Appeal process introduced for overpayment recovery by NHS England

Appeal process introduced for overpayment recovery by NHS England

July 24, 2018

From August 1st community pharmacy contractors will be able to appeal against an NHS England decision to recover overpayments to their businesses as part of the pharmacy provider assurance programme (see below).

New Directions will come into force giving contractors a process through which to appeal within 30 days of being notified of an overpayment decision by NHS England. The appeal must be made to an officer or employee of the NHS Litigation Service or a committee established in accordance with the Directions (in practice this means the Primary Care Appeals Service (previously the FHSAU) of NHS Resolution).

The National Health Service Litigation Authority (Pharmaceutical Remuneration – Overpayments) (England) Directions 2018 are being introduced to plug a gap in the NHS (Pharmaceutical and Local Pharmaceutical Services) Regulations 2013 which refer to an appeal option for contractors but provide no mechanism for the appeal. This was noticed as part the development of the NHS pharmacy provider assurance programme and, at PSNC’s request, NHS England agreed not to seek to recover overpayments until an appeal mechanism had been made available to contractors.

Background information on the NHS Pharmacy Provider Assurance programme

Last year, NHS England started a proof of concept for a national approach to post-payment verification/provider assurance of Advanced Services. Provider assurance is undertaken by NHS Business Services Authority (NHS BSA), and information is available on the PSNC website.

The initial focus was on the Medicines Use Review (MUR) Service, which was followed by the New Medicines Service; the Flu Vaccination Service will be included for 2018/19.

Contractor compliance with the assurance process has been high, and the initial results from the MUR pilot indicated that 97% of contractors provided appropriate evidence to verify their payment claims. In July this year, PSNC accepted this aspect of national provider assurance work as ‘business as usual’.

NHS England will recover overpayments from those who have not provided the relevant service and who have incorrectly claimed payment. Regulation 94 of the 2013 Regulations says that NHS England may recover an overpayment either where the contractor admits it, or where the ‘outcome of an investigation or appeal is that there has been an overpayment’.

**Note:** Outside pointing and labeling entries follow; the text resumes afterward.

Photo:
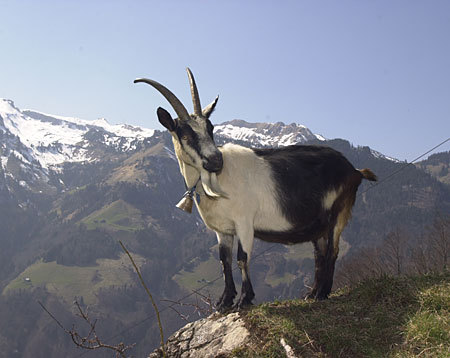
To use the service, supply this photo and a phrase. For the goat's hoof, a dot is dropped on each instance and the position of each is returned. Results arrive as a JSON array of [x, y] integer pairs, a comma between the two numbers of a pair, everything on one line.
[[223, 306], [242, 305], [317, 296]]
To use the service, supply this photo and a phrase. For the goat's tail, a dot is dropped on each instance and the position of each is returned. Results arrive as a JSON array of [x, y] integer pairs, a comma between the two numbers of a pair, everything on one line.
[[368, 174]]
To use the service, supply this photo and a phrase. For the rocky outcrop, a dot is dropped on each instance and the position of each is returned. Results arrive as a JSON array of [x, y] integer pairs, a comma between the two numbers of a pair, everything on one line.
[[207, 338]]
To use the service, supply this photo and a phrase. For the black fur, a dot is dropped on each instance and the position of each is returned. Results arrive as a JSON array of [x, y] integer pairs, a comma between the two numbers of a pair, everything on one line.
[[247, 293], [229, 293], [303, 176]]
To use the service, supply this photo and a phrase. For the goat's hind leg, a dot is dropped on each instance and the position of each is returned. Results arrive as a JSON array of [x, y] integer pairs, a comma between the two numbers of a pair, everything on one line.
[[225, 254], [325, 258]]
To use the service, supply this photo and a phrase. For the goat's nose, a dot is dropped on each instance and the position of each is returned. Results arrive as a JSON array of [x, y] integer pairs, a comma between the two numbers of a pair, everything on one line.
[[214, 163]]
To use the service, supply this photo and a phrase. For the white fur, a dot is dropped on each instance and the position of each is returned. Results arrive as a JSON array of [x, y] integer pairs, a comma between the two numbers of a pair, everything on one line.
[[250, 203]]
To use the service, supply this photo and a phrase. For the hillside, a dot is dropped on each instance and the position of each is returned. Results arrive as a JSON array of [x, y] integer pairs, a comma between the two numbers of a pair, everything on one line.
[[61, 221], [384, 317]]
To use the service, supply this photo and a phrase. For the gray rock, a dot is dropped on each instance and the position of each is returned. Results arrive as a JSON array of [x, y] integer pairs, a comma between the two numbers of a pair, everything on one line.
[[207, 338]]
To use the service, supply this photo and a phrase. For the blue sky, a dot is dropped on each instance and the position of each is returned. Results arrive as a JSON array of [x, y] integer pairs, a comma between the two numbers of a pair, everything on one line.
[[374, 72]]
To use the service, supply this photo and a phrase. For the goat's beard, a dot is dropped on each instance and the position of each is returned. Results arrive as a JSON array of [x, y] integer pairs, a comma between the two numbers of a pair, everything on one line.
[[211, 185]]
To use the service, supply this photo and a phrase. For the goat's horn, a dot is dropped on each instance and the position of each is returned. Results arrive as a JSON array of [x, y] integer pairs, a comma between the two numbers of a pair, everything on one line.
[[194, 93], [181, 111]]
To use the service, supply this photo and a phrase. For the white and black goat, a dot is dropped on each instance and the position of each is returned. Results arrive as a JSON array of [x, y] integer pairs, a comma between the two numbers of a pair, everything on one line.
[[287, 195]]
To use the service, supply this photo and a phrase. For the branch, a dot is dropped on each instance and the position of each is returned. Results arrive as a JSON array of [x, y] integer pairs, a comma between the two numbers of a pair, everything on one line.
[[150, 296], [86, 342]]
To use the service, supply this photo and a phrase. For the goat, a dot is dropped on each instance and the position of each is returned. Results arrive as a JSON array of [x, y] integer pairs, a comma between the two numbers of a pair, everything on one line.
[[286, 195]]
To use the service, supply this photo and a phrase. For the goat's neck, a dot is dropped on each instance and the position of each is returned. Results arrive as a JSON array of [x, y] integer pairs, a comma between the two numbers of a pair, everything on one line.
[[190, 174]]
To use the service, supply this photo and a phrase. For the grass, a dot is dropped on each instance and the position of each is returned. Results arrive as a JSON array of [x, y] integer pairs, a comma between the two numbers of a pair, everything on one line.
[[118, 216], [387, 317], [68, 282], [200, 275]]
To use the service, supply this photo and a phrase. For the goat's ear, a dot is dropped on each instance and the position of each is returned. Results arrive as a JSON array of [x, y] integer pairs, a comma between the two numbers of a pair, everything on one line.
[[165, 119], [207, 111]]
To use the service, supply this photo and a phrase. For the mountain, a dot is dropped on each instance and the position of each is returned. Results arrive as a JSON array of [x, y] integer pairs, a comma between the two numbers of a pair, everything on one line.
[[438, 165], [71, 189], [265, 134]]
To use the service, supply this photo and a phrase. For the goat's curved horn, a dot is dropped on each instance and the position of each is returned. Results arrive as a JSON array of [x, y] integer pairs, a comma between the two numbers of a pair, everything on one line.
[[181, 111], [194, 93]]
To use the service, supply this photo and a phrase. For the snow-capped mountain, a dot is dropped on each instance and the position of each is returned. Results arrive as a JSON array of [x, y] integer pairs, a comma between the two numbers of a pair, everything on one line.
[[48, 141], [265, 134]]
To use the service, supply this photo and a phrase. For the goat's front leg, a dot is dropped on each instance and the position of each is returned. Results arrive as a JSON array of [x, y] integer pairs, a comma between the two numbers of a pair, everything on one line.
[[245, 245], [225, 255]]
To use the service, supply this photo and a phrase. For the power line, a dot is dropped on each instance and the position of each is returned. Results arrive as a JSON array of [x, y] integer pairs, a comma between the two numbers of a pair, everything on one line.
[[395, 172], [262, 252]]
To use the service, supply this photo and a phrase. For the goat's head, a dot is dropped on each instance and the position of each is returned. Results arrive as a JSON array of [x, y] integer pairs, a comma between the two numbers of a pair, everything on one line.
[[192, 134]]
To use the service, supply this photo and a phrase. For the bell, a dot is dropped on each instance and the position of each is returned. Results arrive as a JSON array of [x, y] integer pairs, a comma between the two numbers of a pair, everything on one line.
[[186, 202]]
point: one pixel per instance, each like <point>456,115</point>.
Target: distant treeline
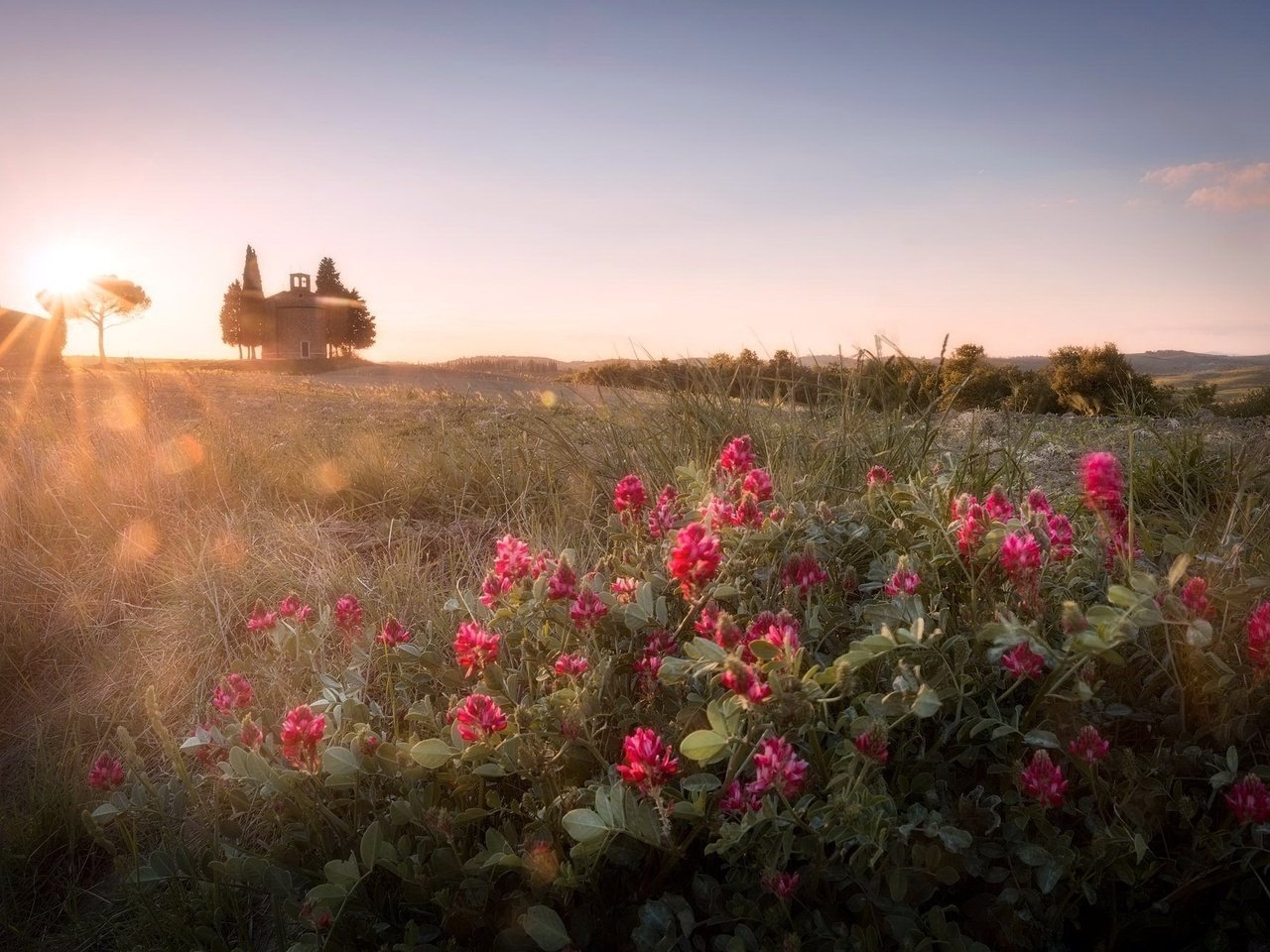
<point>506,365</point>
<point>1089,381</point>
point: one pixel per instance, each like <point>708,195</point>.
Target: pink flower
<point>649,763</point>
<point>781,885</point>
<point>235,693</point>
<point>873,744</point>
<point>878,476</point>
<point>742,680</point>
<point>1039,503</point>
<point>572,665</point>
<point>262,620</point>
<point>1020,558</point>
<point>997,506</point>
<point>105,774</point>
<point>1043,779</point>
<point>348,615</point>
<point>1259,636</point>
<point>1103,485</point>
<point>477,717</point>
<point>778,767</point>
<point>905,581</point>
<point>803,572</point>
<point>493,588</point>
<point>738,800</point>
<point>1250,800</point>
<point>475,648</point>
<point>758,484</point>
<point>250,734</point>
<point>1088,746</point>
<point>393,634</point>
<point>737,457</point>
<point>302,731</point>
<point>1060,537</point>
<point>1021,661</point>
<point>587,610</point>
<point>695,558</point>
<point>780,630</point>
<point>511,558</point>
<point>971,526</point>
<point>1194,595</point>
<point>624,588</point>
<point>563,581</point>
<point>663,515</point>
<point>629,498</point>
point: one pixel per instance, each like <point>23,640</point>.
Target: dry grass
<point>144,512</point>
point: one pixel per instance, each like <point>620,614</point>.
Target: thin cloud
<point>1219,186</point>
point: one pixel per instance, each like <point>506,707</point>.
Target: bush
<point>753,722</point>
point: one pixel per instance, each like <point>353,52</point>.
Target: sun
<point>64,267</point>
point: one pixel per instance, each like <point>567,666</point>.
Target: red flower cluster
<point>1194,595</point>
<point>393,634</point>
<point>778,767</point>
<point>1043,780</point>
<point>878,476</point>
<point>302,731</point>
<point>587,610</point>
<point>1021,661</point>
<point>348,616</point>
<point>903,581</point>
<point>1088,746</point>
<point>234,693</point>
<point>971,525</point>
<point>105,774</point>
<point>780,630</point>
<point>804,572</point>
<point>572,665</point>
<point>873,744</point>
<point>477,716</point>
<point>1250,800</point>
<point>475,648</point>
<point>649,763</point>
<point>758,484</point>
<point>630,498</point>
<point>737,457</point>
<point>1259,636</point>
<point>695,558</point>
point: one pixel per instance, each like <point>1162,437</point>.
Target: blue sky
<point>597,179</point>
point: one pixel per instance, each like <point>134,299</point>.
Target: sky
<point>613,179</point>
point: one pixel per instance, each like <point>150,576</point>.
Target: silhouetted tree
<point>104,302</point>
<point>252,312</point>
<point>231,316</point>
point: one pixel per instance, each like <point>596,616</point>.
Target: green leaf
<point>371,841</point>
<point>339,762</point>
<point>432,753</point>
<point>545,928</point>
<point>584,825</point>
<point>928,702</point>
<point>702,746</point>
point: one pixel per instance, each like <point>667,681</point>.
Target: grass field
<point>144,511</point>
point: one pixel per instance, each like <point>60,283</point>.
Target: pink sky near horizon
<point>592,184</point>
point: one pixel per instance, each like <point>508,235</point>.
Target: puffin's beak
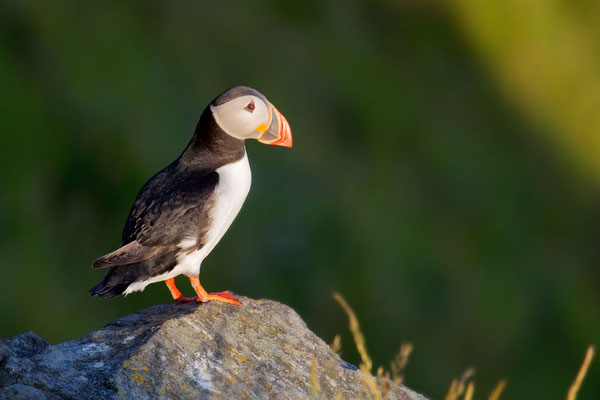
<point>279,132</point>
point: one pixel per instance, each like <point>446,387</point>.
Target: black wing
<point>171,206</point>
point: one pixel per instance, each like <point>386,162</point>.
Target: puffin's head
<point>244,113</point>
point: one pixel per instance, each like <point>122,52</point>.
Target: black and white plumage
<point>183,211</point>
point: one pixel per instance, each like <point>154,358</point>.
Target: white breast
<point>230,194</point>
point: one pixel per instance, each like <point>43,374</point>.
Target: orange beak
<point>279,132</point>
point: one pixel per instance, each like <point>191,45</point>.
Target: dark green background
<point>433,204</point>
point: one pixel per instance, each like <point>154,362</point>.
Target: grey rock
<point>261,350</point>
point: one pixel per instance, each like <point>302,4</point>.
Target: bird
<point>183,211</point>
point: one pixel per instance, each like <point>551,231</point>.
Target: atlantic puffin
<point>183,211</point>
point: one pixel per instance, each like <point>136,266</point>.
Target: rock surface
<point>192,351</point>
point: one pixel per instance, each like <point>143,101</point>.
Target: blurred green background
<point>445,174</point>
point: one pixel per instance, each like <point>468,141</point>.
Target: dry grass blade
<point>359,338</point>
<point>470,391</point>
<point>314,379</point>
<point>336,345</point>
<point>589,355</point>
<point>452,391</point>
<point>400,360</point>
<point>457,387</point>
<point>495,395</point>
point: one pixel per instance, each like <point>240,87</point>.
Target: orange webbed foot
<point>183,299</point>
<point>225,297</point>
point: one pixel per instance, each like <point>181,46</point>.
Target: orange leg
<point>203,296</point>
<point>176,293</point>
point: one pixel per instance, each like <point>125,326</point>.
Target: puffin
<point>183,211</point>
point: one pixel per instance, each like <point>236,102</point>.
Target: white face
<point>244,117</point>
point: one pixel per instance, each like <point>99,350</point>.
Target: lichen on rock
<point>202,351</point>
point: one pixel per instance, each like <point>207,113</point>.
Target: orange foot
<point>203,296</point>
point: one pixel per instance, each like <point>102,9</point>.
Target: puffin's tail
<point>111,286</point>
<point>119,278</point>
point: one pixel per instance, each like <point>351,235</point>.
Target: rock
<point>190,351</point>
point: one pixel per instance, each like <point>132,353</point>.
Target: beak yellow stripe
<point>261,128</point>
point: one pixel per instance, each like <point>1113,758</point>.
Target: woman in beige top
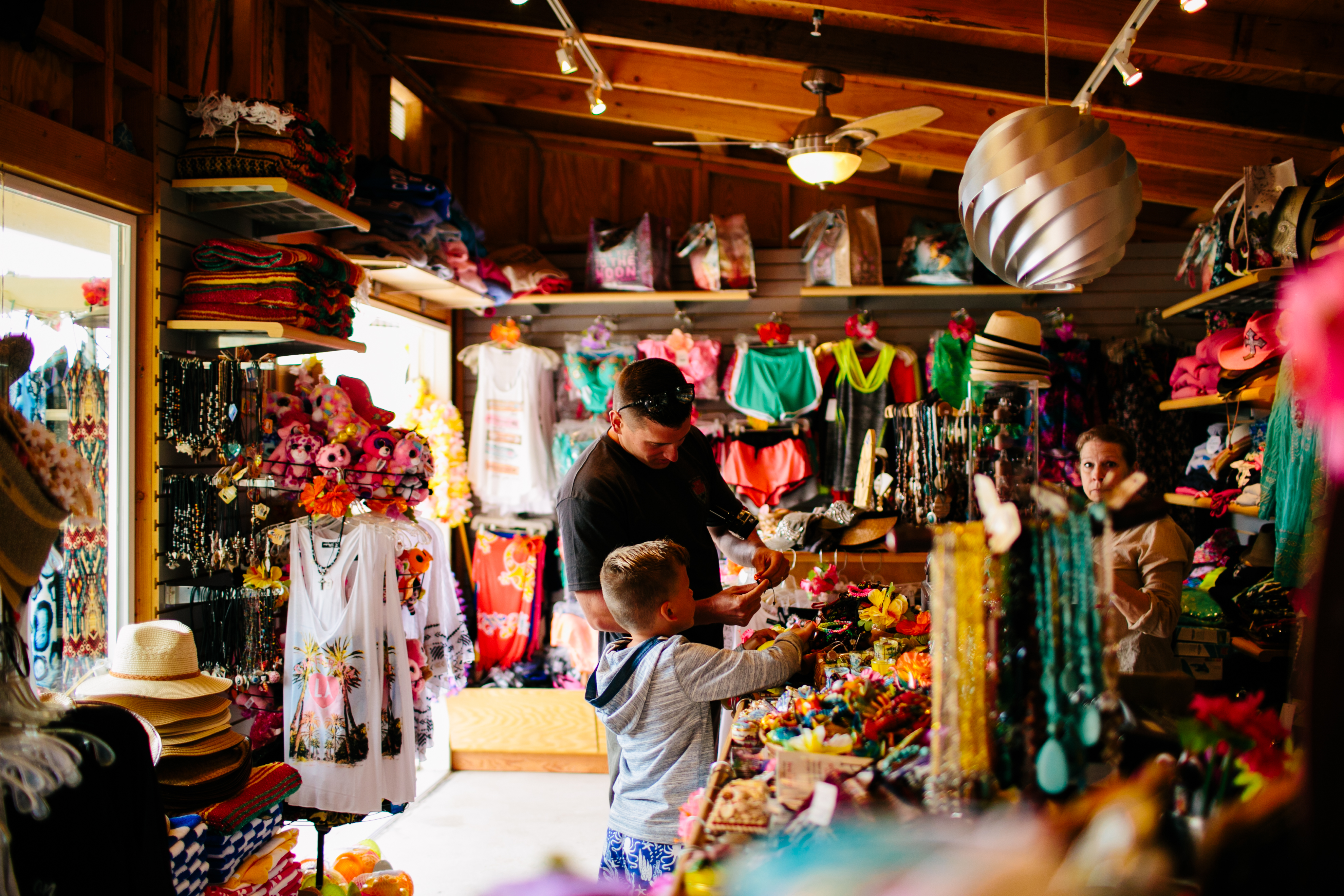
<point>1152,561</point>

At PSNC’s request, NHS England agreed not to seek to recover overpayments until an appeal mechanism had been made available to contractors, which the new Directions provide. For reasons of consistency and efficiency, NHS England is moving to a national approach for the recovery of overpayments during the NHS BSA pharmacy provider assurance activity, and this aspect of pharmacy provider assurance will need to be tested, before PSNC accepts it as ‘business as usual’.

This was discussed at PSNC’s July 2018 meeting. A summary of all the topics discussed at that meeting is available here.

Information on the new appeals process

The Primary Care Appeals Service may determine the appeal in a manner it sees fit. An oral hearing will be arranged at the contractor’s request, but only if this is considered necessary. The appeal will be dismissed if it is not brought within the appeal period, or if it contains no valid grounds (e.g. it amounts to a challenge to the legality or reasonableness of the Directions, the Regulations or Drug Tariff). If an oral hearing is arranged, the Primary Care Appeals Service must give no less than 14 days’ notice to NHS England and the contractor of the time and place of the oral hearing.

In deciding the case, the Primary Care Appeals Service may dismiss it, substitute its decision for any decision NHS England could have taken (i.e. decide there has been no overpayment) or quash the decision (it may pass the matter back to NHS England with any directions it considers appropriate). The Primary Care Appeals Service must notify the contractor and NHS England of its decision, which must include a statement of the reasons for its decision and its findings of fact. The decision may be overturned by a court (in effect by judicial review).